Consider this program:
#include <stdio.h>
int main(void)
{
unsigned int a;
printf("%u %u\n", a^a, a-a);
return 0;
}
Is it undefined behaviour?
On the face of it, a
is an uninitialized variable. So that points to undefined behaviour. But a^a
and a-a
are equal to 0
for all values of a
, at least I think that is the case. Is it possible that there is some way to argue that the behaviour is well defined?
Solution 1:
In C11:
- It's explicitly undefined according to 6.3.2.1/2 if
a
never has its address taken (quoted below) - It could be a trap representation (which causes UB when accessed). 6.2.6.1/5:
Certain object representations need not represent a value of the object type.
Unsigned ints can have trap representations (e.g. if it has 15 precision bits and 1 parity bit, accessing a
could cause a parity fault).
6.2.4/6 says that the initial value is indeterminate and the definition of that under 3.19.2 is either an unspecified value or a trap representation.

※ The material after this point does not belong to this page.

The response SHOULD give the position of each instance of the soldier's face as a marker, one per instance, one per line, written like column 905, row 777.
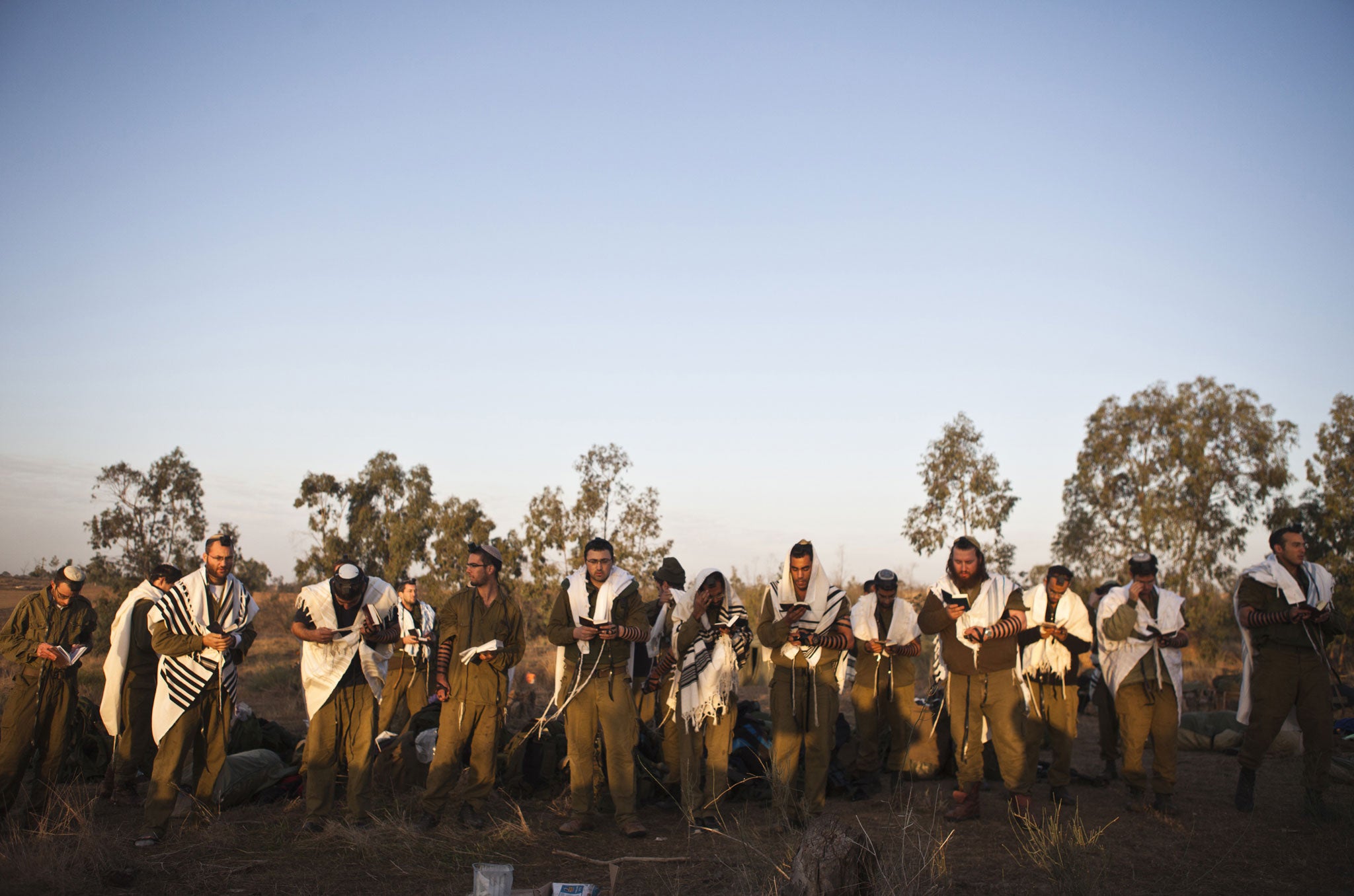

Further: in C11 6.3.2.1/2, as pointed out by Pascal Cuoq:
If the lvalue designates an object of automatic storage duration that could have been declared with the register storage class (never had its address taken), and that object is uninitialized (not declared with an initializer and no assignment to it has been performed prior to use), the behavior is undefined.
This doesn't have the exception for character types, so this clause appears to supersede the preceding discussion; accessing x
is immediately undefined even if no trap representations exist. This clause was added to C11 to support Itanium CPUs which do actually have a trap state for registers.
Systems without trap representations: But what if we throw in &x;
so that that 6.3.2.1/2's objection no longer applies, and we are on a system that is known to have no trap representations? Then the value is an unspecified value.
The definition of unspecified value in 3.19.3 is a bit vague, however it is clarified by DR 451, which concludes:
- An uninitialized value under the conditions described can appear to change its value.
- Any operation performed on indeterminate values will have an indeterminate value as a result.
- Library functions will exhibit undefined behavior when used on indeterminate values.
- These answers are appropriate for all types that do not have trap representations.
Under this resolution, int a; &a; int b = a - a;
results in b
having indeterminate value still.
Note that if the indeterminate value is not passed to a library function, we are still in the realm of unspecified behaviour (not undefined behaviour). The results may be weird, e.g. if ( j != j ) foo();
could call foo, but the demons must remain ensconced in the nasal cavity.
Solution 2:
Yes, it is undefined behavior.
Firstly, any uninitialized variable can have "broken" (aka "trap") representation. Even a single attempt to access that representation triggers undefined behavior. Moreover, even objects of non-trapping types (like unsigned char
) can still acquire special platform-dependent states (like NaT - Not-A-Thing - on Itanium) that might appear as a manifestation of their "indeterminate value".
Secondly, an uninitialized variable is not guaranteed to have a stable value. Two sequential accesses to the same uninitialized variable can read completely different values, which is why, even if both accesses in a - a
are "successful" (not trapping), it is still not guaranteed that a - a
will evaluate to zero.
Solution 3:
If an object has automatic storage duration and its address is not taken, attempting to read it will yield Undefined Behavior. Taking the address of such an object and using pointers of type "unsigned char" to read out the bytes thereof it is guaranteed by the Standard to yield a value of type "unsigned char", but not all compilers adhere to the Standard in that regard. ARM GCC 5.1, for example, when given:
#include <stdint.h>
#include <string.h>
struct q { uint16_t x,y; };
volatile uint16_t zz;
int32_t foo(uint32_t x, uint32_t y)
{
struct q temp1,temp2;
temp1.x = 3;
if (y & 1)
temp1.y = zz;
memmove(&temp2,&temp1,sizeof temp1);
return temp2.y;
}
will generate code that will return x if y is zero, even if x is outside the range 0-65535. The Standard makes clear that unsigned character reads of Indeterminate Value are guaranteed to yield a value within the range of unsigned char
, and the behavior of memmove
is defined as equivalent to a sequence of character reads and writes. Thus, temp2 should have a value that could be stored into it via sequence of character writes, but gcc is deciding to replace the memmove with an assignment and ignore the fact that code took the address of temp1 and temp2.
Having a means of forcing a compiler to regard a variable as holding a arbitrary value of its type, in cases where any such value would be equally acceptable, would be helpful, but the Standard doesn't specify a clean means of doing so (save for storing some particular value which would work, but often be needlessly slow). Even operations which should logically force a variable to hold a value that would be representable as some combination of bits cannot be relied upon to work on all compilers. Consequently, nothing useful can be guaranteed about such variables.